ATLANTA — On the eve of his funeral, a horse-drawn carriage took the Rev. C.T. Vivian's casket from the Georgia Capitol to Martin Luther King Jr.'s tomb in Atlanta on Wednesday.

A viewing and ceremony was held in the rotunda of the Georgia Capitol before the carriage rolled down Piedmont Avenue and Auburn Avenue to The King Center later in the day.

Vivian died Friday at age 95.

"As one of the foremost advocates for justice during the Civil Rights Movement and one of Dr. Martin Luther King Jr.'s most trusted friends and deputies, C.T. Vivian stood on the front lines of the fight for equality," Georgia Gov. Brian Kemp said during Wednesday's ceremony at the Capitol.

"During one of the most turbulent times in our nation's history, C.T. Vivian was steadfast and calm, grounded in the knowledge that he fought for something much bigger than the obstacle in front of him," Kemp added.

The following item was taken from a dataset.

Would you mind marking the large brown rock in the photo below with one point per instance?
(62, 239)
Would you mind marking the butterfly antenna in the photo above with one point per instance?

More than a decade before lunch-counter protests made headlines during the Civil Rights movement, Vivian began organizing sit-ins against segregation in Peoria, Illinois, in the 1940s.

He later joined forces with King and organized the Freedom Rides across the South to halt segregation.

Vivian was honored by former President Barack Obama with the Presidential Medal of Freedom in 2013.

Vivian "was always one of the first in the action — a Freedom Rider, a marcher in Selma, beaten, jailed, almost killed, absorbing blows in hopes that fewer of us would have to," Obama said in a statement shortly after his death.

A private funeral is set for Thursday at Providence Missionary Baptist Church in Atlanta.